# First WL Puppy Help



## ThatGrimDog (6 mo ago)

Hello! I am currently looking at Von Der Sagobi German shepherds for our first WL puppy. She has two upcoming litters and would like some opinions on which pairing may have the best pup for us from an outsiders perspective

We are interested in pursuing PSA but also doing some AKC events as well like obedience and scent work. Along with that we want a dog that will still have a clear head and social temperament to be out in public with us a lot.
I’m not new to training or to GSDs so she said either pairing would likely work for what we want. I am new to the different type of working lines though so any feedback on that would be super helpful.

thanks in advance!


----------



## ThatGrimDog (6 mo ago)

Oops! This is the link to the pairings









Von der Sagobi GSDs


Welcome to Von der Sagobi German Shepherds. Breeder and lovers of European working bloodline GSDs. At Sagobi GSDs we strive to preserve the working German Shepherd Dog. We do so by proving our breeding stock with working and conformation titles, along with breed specific health testing. We...




sagobigsds.com


----------



## tintallie (Aug 6, 2008)

You might want to talk to some breeders on this forum about the Hattie vom haus Royal and the Pepe vom Weltwitz breeding before you even go near that litter.

The grand sire of this litter is: Enzo von den Grauen von Monstab | Dog profile - information and data – working-dog who is a full sibling to Boban von den Grauen von Monstab.

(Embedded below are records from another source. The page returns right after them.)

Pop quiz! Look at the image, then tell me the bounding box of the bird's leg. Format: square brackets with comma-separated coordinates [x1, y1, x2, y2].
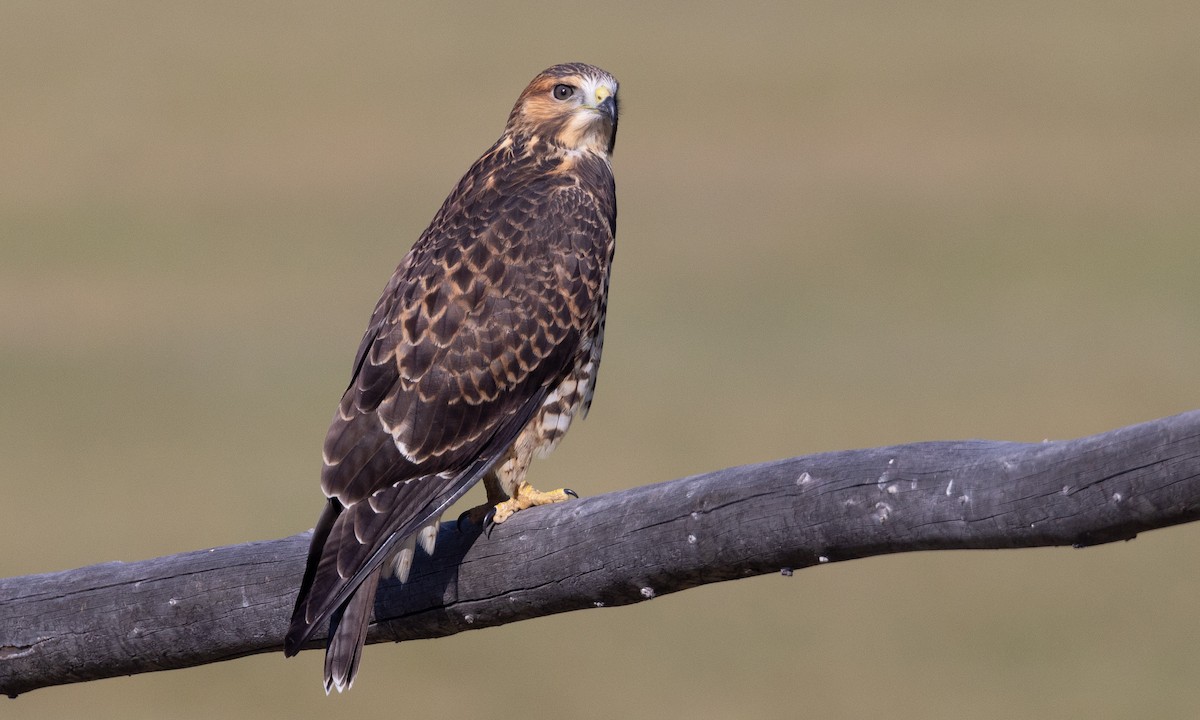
[457, 440, 579, 530]
[488, 440, 577, 524]
[457, 470, 510, 529]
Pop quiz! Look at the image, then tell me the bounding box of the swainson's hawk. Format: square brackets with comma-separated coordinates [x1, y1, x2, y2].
[283, 62, 620, 693]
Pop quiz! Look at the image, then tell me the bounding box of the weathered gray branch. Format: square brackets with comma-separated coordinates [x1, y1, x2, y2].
[4, 410, 1200, 697]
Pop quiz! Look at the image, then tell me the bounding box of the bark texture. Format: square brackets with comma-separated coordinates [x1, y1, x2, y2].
[3, 410, 1199, 697]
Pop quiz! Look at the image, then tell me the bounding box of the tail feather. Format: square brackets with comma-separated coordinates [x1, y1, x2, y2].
[323, 565, 382, 694]
[284, 499, 342, 657]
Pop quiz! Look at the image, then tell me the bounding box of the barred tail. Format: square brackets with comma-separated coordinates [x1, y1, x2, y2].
[322, 565, 382, 694]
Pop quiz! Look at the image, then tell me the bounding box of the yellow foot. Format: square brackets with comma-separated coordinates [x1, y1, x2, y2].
[491, 482, 578, 525]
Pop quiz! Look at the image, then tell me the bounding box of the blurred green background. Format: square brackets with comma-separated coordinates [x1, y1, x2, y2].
[3, 2, 1199, 718]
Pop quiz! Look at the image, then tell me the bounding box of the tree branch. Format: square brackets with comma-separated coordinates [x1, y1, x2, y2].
[4, 410, 1200, 697]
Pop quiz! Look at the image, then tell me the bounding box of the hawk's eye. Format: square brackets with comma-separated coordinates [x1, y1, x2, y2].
[552, 84, 574, 101]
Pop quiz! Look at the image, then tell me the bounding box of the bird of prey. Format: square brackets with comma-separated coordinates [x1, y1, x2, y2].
[284, 62, 619, 693]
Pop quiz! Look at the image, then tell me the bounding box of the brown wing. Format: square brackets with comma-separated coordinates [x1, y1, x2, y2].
[284, 150, 614, 654]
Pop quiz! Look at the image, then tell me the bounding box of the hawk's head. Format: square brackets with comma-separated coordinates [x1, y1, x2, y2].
[506, 63, 619, 156]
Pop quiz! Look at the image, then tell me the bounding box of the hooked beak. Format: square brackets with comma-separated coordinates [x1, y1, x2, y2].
[596, 93, 618, 153]
[598, 94, 617, 123]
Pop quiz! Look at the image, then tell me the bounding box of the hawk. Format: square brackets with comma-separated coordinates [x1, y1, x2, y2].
[283, 63, 619, 693]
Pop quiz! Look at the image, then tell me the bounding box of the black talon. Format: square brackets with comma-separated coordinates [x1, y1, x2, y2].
[456, 510, 472, 534]
[564, 488, 579, 499]
[482, 507, 498, 537]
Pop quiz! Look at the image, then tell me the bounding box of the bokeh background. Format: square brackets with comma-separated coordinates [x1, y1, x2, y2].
[4, 2, 1199, 718]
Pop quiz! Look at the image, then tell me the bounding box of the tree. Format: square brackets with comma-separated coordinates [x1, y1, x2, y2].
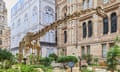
[0, 49, 14, 62]
[0, 49, 15, 69]
[107, 38, 120, 72]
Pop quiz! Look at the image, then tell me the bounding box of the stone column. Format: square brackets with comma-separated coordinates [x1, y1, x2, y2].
[93, 14, 99, 38]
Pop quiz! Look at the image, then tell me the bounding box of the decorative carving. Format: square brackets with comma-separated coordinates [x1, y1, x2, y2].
[96, 6, 107, 18]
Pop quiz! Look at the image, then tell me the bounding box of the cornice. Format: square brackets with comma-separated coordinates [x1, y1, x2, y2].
[103, 2, 120, 12]
[79, 13, 93, 21]
[57, 0, 66, 6]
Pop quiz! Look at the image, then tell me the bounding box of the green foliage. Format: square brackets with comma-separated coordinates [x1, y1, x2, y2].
[28, 54, 40, 64]
[39, 65, 53, 72]
[57, 56, 78, 63]
[29, 54, 33, 64]
[94, 57, 98, 63]
[2, 60, 11, 69]
[0, 49, 15, 69]
[49, 53, 58, 61]
[6, 69, 18, 72]
[20, 64, 34, 72]
[22, 65, 53, 72]
[93, 57, 99, 64]
[82, 54, 92, 65]
[39, 57, 52, 66]
[82, 67, 94, 72]
[115, 36, 120, 42]
[107, 44, 120, 71]
[0, 49, 14, 62]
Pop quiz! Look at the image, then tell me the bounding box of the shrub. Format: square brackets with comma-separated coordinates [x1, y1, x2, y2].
[82, 54, 92, 65]
[57, 56, 78, 63]
[39, 57, 52, 66]
[49, 53, 58, 61]
[107, 45, 120, 72]
[20, 64, 34, 72]
[2, 60, 11, 69]
[0, 49, 14, 62]
[31, 65, 53, 72]
[7, 69, 18, 72]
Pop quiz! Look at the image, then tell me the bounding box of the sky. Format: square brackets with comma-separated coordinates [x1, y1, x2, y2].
[3, 0, 18, 25]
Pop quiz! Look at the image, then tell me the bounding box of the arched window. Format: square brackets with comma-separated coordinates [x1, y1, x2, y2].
[83, 0, 87, 9]
[88, 0, 92, 8]
[32, 7, 38, 24]
[88, 20, 93, 37]
[0, 39, 2, 45]
[24, 13, 28, 25]
[111, 12, 117, 33]
[103, 17, 109, 34]
[61, 6, 67, 17]
[44, 6, 54, 24]
[50, 30, 55, 43]
[83, 22, 87, 38]
[64, 7, 67, 17]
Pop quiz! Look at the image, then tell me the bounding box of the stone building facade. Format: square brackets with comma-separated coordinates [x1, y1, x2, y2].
[0, 0, 10, 50]
[56, 0, 120, 59]
[10, 0, 57, 56]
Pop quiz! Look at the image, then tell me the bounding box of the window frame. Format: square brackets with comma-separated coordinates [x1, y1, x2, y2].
[111, 12, 117, 33]
[88, 20, 93, 37]
[103, 17, 109, 34]
[83, 22, 87, 38]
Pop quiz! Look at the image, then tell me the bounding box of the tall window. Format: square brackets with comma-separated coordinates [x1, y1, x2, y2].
[87, 45, 90, 54]
[83, 0, 87, 9]
[55, 31, 57, 44]
[102, 44, 108, 58]
[83, 22, 87, 38]
[81, 46, 85, 56]
[88, 0, 92, 8]
[64, 31, 67, 43]
[32, 7, 38, 24]
[88, 20, 93, 37]
[0, 39, 2, 45]
[44, 7, 54, 24]
[46, 48, 54, 57]
[103, 17, 109, 34]
[111, 12, 117, 33]
[64, 7, 67, 17]
[103, 0, 109, 4]
[49, 30, 55, 43]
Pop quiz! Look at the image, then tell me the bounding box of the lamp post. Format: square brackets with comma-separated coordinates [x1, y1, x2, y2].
[68, 61, 74, 72]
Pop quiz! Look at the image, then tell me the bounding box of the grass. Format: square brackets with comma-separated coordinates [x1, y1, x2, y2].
[81, 67, 94, 72]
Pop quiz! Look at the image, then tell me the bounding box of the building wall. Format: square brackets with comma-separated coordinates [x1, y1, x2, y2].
[10, 0, 56, 56]
[0, 0, 10, 50]
[56, 0, 120, 58]
[41, 45, 57, 57]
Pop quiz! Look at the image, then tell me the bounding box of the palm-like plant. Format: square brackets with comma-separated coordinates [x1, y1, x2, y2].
[107, 37, 120, 72]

I just started my new GSD puppy with a trainer who has seen Boban in person and had to be brutally honest about what some puppy buyers had gotten themselves into with a puppy sired by Boban.


----------



## ThatGrimDog (6 mo ago)

Yikes okay good to know! I was personally leaning toward the Ondy/Argo litter, anything that would raise flags on that pedigree?



tintallie said:


> You might want to talk to some breeders on this forum about the Hattie vom haus Royal and the Pepe vom Weltwitz breeding before you even go near that litter.
> 
> The grand sire of this litter is: Enzo von den Grauen von Monstab | Dog profile - information and data – working-dog who is a full sibling to Boban von den Grauen von Monstab.
> 
> I just started my new GSD puppy with a trainer who has seen Boban in person and had to be brutally honest about what some puppy buyers had gotten themselves into with a puppy sired by Boban.


----------



## rotdocpa1 (Mar 19, 2018)

I think the Argo litter would be a better fit. Drive will be high likely so you will need to get it into something to keep it busy. I think the East German sire on the other litter will likely throw higher
suspicion which will likely not fit with what you want.


----------



## Jax08 (Feb 13, 2009)

I train with Laurie and Argo. He's phenomenal. Stellar temperament. Rock solid nerve. All the drives you want. Great pack drive. Dog neutral but lives with other dogs. No stranger danger reactivity. Definitely take a look at this one over the other.


----------